I first trained the models in Keras with Python, using the Florida Voter Registration dataset.
After training a big model for the prediction, I also trained a smaller model than will mimic
the prediction of large model (this is called "distillation of knowledge").
By doing so, we could significantly reduce the size of the model while keeping the accuracy.
This is very important if we want the package to be lightweight and fast in processing data.

## How did you create the package with Keras models?

After the training and testing process, I save the distilled model and export it into C++ by the `frugally-deep` project.
This will allow us to get rid of the dependency on Keras and Python and we can directly making inferences
from C++. From here, it is very obvious that we can wrap the inference procedure by `Rcpp` and call it from R.

Note that one could potentially use the `keras` package in R to load Keras models trained in Python.
But I believe this would have defeated the purpose of having a R package, as the `keras` package
still depends on Python and the installation of Keras. You can argue that we are actually still using Python:)

## What is the difference between `fullname` model vs. `lastname` model?

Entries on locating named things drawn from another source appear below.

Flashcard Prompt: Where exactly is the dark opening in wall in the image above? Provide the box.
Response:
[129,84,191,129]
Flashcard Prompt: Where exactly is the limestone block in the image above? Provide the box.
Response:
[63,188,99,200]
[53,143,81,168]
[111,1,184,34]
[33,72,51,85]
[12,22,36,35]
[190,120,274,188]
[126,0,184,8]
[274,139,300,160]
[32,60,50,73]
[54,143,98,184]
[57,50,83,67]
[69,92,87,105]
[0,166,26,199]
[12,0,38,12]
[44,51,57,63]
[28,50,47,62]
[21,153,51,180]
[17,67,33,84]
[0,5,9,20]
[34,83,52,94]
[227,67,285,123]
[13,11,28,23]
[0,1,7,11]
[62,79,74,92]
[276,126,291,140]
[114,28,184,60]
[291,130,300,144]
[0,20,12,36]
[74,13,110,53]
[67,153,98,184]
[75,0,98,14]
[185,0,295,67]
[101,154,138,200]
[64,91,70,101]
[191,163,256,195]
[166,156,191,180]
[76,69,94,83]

<!-- TODO: potentially cite my article in later CRAN submission -->
I have trained two different model for predicting ethnicity from names, one only leverages last names, while
another incorporate both first names and last names. In some applications, researchers may 
only have access to last names, then they should consider using the `lastname` method.
In other cases, we could also have first names available, then we could incorporate this information
and use the `fullname` method. This will yield better accuracy for the prediction.

## What about the performance of the package?

The processing speed is super fast, as the heavy-lifting has been delegated to the underlying C++.
What is more, to make it even faster, I used `RcppThread` to achieve multi-threading.
This would be extremely useful if you have a very large dataset at hand.
As shown in the example above, we have achieved to process a million names within 10 seconds.
In other words, we could predict the race from a name by 10 μs on average.